“She stood in the storm and when the wind did not blow her away, she adjusted her sails.” Elizabeth Edwards
A few months after I was diagnosed with Parkinson’s, I crashed…completely. Initially, I had taken the news rather well and felt that nothing had changed. I went about my life and my job as though I could still do it all. It was ‘all good.’
My body said otherwise.
By the time I decided it was time to see the doctor, I was physically, mentally, and emotionally exhausted. My bloodwork was crazy. Anemia, low blood pressure, irregular heartbeat, etc. made the simplest of tasks seem exhausting. I was not coping well physically or emotionally.
My doctor called it ‘Adjustment Disorder.’ This made perfect sense. It could be called Acceptance Disorder, Acknowledgement Disorder, Adherence Disorder etc. Nevertheless, I wasn’t doing well at any of those things. I had developed a chronic, neurodegenerative disease for which there is no cure and no treatment to slow the progression. Yet, I expected my life to continue as though everything was normal. (As I mentioned in The Telling, I tried to downplay and make light of PD…not the best idea!)
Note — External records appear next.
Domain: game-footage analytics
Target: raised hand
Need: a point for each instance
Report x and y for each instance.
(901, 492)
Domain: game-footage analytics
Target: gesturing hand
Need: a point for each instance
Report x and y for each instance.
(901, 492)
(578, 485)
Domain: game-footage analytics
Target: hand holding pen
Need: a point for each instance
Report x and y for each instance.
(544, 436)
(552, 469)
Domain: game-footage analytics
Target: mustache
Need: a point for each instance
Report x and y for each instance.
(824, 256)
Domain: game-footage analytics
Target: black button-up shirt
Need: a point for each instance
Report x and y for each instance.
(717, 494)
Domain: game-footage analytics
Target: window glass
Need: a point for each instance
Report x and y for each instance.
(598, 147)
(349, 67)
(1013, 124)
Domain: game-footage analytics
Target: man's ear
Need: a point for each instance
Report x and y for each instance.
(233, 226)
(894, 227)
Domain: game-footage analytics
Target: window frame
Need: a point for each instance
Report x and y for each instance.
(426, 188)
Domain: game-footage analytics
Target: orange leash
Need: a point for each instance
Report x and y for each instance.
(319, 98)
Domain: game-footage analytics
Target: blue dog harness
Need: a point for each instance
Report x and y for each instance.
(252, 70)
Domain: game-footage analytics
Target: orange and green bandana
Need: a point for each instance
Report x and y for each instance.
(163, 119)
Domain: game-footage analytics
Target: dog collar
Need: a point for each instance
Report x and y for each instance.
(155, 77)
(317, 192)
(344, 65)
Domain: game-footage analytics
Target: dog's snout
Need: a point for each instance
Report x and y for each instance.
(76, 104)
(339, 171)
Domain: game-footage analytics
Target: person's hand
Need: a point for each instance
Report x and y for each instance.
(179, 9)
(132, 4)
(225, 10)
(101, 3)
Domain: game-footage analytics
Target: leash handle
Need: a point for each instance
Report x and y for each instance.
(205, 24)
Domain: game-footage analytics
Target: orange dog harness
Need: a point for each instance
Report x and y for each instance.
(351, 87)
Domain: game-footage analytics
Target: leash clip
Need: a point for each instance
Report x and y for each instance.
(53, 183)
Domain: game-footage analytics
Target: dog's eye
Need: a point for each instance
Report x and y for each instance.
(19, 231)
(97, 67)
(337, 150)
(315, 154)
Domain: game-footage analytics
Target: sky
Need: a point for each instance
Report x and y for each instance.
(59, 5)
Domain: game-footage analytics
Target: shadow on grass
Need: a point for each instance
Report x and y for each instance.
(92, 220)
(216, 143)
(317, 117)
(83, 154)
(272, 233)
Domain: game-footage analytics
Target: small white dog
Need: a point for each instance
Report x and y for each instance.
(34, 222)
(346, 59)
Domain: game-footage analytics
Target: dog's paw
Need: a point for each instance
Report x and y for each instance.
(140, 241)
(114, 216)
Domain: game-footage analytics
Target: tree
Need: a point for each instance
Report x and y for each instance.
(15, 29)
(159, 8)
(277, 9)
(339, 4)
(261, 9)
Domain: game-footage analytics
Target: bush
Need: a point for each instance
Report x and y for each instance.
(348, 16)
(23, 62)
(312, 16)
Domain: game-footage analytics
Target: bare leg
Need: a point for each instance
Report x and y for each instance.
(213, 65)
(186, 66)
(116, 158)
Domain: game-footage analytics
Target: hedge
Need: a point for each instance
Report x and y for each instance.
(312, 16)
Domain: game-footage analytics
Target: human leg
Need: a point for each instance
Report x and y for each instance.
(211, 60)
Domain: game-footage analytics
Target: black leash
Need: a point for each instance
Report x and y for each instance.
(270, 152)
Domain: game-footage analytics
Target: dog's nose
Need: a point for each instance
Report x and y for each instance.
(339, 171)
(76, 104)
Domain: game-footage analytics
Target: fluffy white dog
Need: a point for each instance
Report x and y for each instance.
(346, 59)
My doctor put me on a medical leave of absence from work. I used this time to adjust. Not easy. Eventually, I practiced some much-needed self-care and I began to gather my team of professionals to help me deal with the many facets of this disease.
It took time, four months to be exact, to build my system back up to working order, and even then I was only able to return to work for half days.
I think I will always have Adjustment Disorder. But I think I have learned to listen to my body and recognize when I need to give myself a break.